DUBAÏ : Keolis MHI, opérateur du métro et du tramway de Dubaï, a récemment annoncé la nomination de Vikas Sardana au poste de directeur général. Cette nomination intervient alors que l’entreprise accélère la mise en œuvre de son « Plan stratégique 2026 » et consolide son partenariat avec la Roads and Transport Authority (RTA).

Ancien directeur des opérations de Keolis MHI, Vikas Sardana apporte plus de vingt ans d’expérience dans les réseaux de métro au Moyen-Orient et en Inde.
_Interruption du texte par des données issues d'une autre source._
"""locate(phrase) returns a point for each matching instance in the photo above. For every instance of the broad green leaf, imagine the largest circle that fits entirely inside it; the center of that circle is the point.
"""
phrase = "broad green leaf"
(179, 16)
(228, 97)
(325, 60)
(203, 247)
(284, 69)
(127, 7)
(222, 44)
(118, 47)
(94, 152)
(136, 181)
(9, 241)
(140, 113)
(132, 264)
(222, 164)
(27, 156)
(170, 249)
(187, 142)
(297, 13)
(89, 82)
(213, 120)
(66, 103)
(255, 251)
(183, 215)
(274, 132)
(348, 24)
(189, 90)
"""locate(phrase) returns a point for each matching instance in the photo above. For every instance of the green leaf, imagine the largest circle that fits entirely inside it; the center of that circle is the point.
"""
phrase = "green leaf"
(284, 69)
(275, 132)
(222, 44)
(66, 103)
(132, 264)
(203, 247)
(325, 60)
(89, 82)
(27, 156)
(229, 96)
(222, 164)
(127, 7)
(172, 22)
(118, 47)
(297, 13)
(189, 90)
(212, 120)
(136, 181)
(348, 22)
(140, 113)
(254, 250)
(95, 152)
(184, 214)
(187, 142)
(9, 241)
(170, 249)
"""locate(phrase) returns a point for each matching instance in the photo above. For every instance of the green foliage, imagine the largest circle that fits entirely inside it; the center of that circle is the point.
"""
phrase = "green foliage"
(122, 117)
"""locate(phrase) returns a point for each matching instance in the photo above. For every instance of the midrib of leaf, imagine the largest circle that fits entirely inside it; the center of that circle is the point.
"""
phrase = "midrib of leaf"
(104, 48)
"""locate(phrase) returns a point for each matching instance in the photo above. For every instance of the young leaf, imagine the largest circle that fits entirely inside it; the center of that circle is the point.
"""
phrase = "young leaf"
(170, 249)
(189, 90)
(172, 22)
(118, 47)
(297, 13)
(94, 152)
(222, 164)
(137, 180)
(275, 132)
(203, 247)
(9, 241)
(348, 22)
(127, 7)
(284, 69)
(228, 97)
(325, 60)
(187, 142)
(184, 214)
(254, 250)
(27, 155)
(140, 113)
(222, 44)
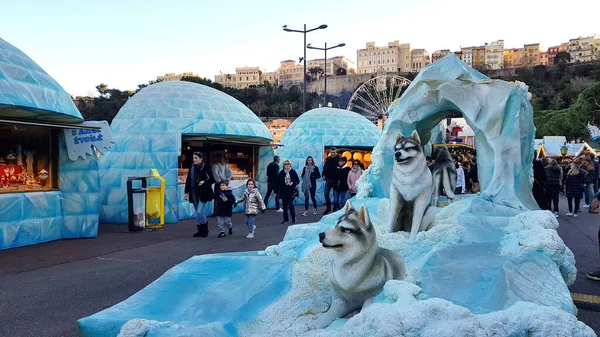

« C’est un honneur de diriger Keolis MHI à un moment déterminant pour la mobilité urbaine à Dubaï », a-t-il déclaré. « Notre objectif reste de fournir une expérience de transport fluide, durable et de classe mondiale. »

Youenn Dupuis, CEO Moyen-Orient et Asie de l’Est du groupe Keolis, a estimé que cette nomination reflétait « la profondeur de l’expertise opérationnelle au sein de Keolis MHI », ainsi que sa connaissance du réseau local.

Keolis MHI est un consortium réunissant Keolis, Mitsubishi Heavy Industries Engineering et Mitsubishi Corporation. L’entreprise exploite et maintient le métro de Dubaï ainsi que le tramway, dans le cadre d’un contrat de long terme avec la Roads and Transport Authority (RTA), depuis 2021. Présente à l’échelle internationale via le groupe Keolis, elle s’appuie sur plus de 1.700 employés et opère dans plusieurs régions du monde.

Sous cette nouvelle direction, Keolis MHI entend renforcer ses équipes pluridisciplinaires et exploiter les nouvelles technologies afin de maintenir la qualité de service du métro et du tramway de Dubaï.